Filming took place in Budapest, Hungary, between May and September 2024.

==Episodes==

| No. in series | Title | Directed by | Written by | Original release date |
|---|---|---|---|---|
| 1 | "Episode 1" | Julian Farino | Joe Barton | 21 December 2025 |
| 2 | "Episode 2" | Julian Farino | Joe Barton | 22 December 2025 |
| 3 | "Episode 3" | Julian Farino | Joe Barton | 23 December 2025 |
| 4 | "Episode 4" | Alice Seabright | Joe Barton | 24 December 2025 |
| 5 | "Episode 5" | Alice Seabright | Joe Barton | 25 December 2025 |

==Release==
The five-episode series premiered on 21 December 2025 on Sky Atlantic. The series premiered on 8 May 2026 on Starz in the United States.

== Reception ==
 Some published reviews were positive; Pippa Bailey wrote for The New Statesman that the series was "sumptuous, highly enjoyable television".

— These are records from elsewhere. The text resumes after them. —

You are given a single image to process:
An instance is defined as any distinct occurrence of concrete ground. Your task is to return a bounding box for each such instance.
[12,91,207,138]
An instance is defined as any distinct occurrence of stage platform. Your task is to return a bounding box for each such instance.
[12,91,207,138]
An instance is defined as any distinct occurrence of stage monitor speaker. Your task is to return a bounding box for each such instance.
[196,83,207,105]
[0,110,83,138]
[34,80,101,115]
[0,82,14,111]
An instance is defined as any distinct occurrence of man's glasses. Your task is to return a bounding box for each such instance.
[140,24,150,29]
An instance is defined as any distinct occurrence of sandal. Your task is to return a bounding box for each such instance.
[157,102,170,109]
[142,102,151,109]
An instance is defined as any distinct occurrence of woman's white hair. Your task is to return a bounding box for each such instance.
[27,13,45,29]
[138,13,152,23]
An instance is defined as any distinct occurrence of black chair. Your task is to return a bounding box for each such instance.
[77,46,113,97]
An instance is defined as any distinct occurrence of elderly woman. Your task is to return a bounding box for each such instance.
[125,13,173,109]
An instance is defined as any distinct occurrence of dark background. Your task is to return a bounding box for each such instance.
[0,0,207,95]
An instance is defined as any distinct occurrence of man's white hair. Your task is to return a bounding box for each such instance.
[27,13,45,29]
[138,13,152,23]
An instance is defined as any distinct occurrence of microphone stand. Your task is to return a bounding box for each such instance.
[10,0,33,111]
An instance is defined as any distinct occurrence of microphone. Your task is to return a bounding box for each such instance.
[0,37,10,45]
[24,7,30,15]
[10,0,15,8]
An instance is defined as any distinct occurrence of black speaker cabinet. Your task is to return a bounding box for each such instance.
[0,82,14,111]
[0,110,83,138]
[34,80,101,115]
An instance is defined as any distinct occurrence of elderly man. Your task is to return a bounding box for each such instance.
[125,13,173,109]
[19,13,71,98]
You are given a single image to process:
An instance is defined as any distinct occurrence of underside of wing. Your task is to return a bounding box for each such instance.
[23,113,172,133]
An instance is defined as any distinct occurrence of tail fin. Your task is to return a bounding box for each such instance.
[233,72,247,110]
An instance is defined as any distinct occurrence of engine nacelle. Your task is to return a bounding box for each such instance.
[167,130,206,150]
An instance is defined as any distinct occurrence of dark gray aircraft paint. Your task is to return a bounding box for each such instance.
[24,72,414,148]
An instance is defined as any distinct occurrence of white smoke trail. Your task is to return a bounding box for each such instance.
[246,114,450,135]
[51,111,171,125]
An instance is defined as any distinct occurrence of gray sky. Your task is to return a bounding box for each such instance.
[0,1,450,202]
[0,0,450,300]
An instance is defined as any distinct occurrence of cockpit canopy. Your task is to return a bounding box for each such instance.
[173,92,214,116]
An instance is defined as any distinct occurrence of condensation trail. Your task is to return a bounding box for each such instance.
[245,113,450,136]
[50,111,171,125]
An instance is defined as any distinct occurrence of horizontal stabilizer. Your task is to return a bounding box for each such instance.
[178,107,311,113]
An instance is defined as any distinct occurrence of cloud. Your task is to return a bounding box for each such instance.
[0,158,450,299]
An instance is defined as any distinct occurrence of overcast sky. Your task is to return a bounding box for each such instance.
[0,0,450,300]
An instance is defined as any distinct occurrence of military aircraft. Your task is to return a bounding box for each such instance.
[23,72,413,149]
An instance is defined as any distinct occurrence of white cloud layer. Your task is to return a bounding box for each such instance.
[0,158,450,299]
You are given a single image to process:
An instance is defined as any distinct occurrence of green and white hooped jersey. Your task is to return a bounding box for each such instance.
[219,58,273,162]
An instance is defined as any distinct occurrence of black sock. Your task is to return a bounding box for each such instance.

Writing for The Critic, Australian composer Alexander Voltz viewed the series less favourably, questioning its screenplay, casting and original score, and describing it as "without authentic intention". Lucy Mangan, for The Guardian, was equally critical, awarding the series two stars, stating "this Mozart series is a pale, petty version of the movie it's based on".

The series won for Make Up & Hair Design at the British Academy Television Craft Awards.